Rot und Grün haben sich im Koalitionsübereinkommen auf eine Wahlrechtsreform festgelegt. Kommenden Montag trifft sich erstmals eine Arbeitsgruppe mit SPÖ-Klubobmann Rudolf Schicker und dem Grünen Klubchef David Ellensohn an der Spitze, "um ein modernes Verhältniswahlrecht", so Höferl, auszuarbeiten. Wobei die SPÖ schon mit sehr konkreten Vorstellungen in diese Gespräche geht.

In ganz Europa entwickeln sich die Wahlgesetze in Richtung Personalisierung. "Wir müssen den Menschen die Möglichkeit geben, ihre Meinung zu verschiedenen Persönlichkeiten und Parteien zum Ausdruck zu bringen", sagt Höferl. Das Motto laute: Kumulieren und Panaschieren. Ein Wähler könnte demgemäß etwa bis zu 60 Vorzugsstimmen verteilen, auf alle Kandidaten unabhängig von der Partei. Aber auch für die Parteien soll jeder Wähler mehrere Stimmen zu vergeben haben.

Wie die Gewichtung der Persönlichkeits- und Parteistimmen dann erfolgt, ist noch völlig offen. Die SPÖ sei für viele Modelle offen, sagte Höferl.

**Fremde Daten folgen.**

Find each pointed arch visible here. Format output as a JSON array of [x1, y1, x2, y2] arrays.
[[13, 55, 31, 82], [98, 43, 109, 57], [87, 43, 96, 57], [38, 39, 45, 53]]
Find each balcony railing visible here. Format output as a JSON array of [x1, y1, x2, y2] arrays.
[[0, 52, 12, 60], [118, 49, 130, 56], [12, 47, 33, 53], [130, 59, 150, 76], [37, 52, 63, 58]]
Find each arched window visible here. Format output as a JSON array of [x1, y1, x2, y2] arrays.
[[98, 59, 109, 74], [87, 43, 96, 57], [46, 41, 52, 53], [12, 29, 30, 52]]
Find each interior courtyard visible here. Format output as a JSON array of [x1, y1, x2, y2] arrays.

Grüne fordern:One man, one vote

Noch heuer wollen SPÖ-Klubobmann Rudolf Schicker und Grünen-Klubchef David Ellensohn die Wiener Wahlrechtsreform zum Abschluss bringen.
© Newald

Viel vorsichtiger äußerte sich der grüne Klubobmann David Ellensohn. Dass man künftig mehrere Stimmen abgeben kann, sei nur "eine Idee und die kommt nicht von uns". Andererseits räumte Ellensohn ein, dass für ihn eine Zweitstimme nach deutschem Vorbild sinnvoll wäre. "Das würde bedeuten, die Leute haben mehr Persönlichkeitswahlrecht, gleichzeitig bleibt es proportional - und ist am Ende ein Verhältniswahlrecht." Für die Grünen als Kleinpartei eine Überlebensfrage. Ellensohn gab allerdings zu bedenken, dass ein solches Modell in Österreich überhaupt keine Tradition habe: "Das ist sicher schwierig durchzusetzen."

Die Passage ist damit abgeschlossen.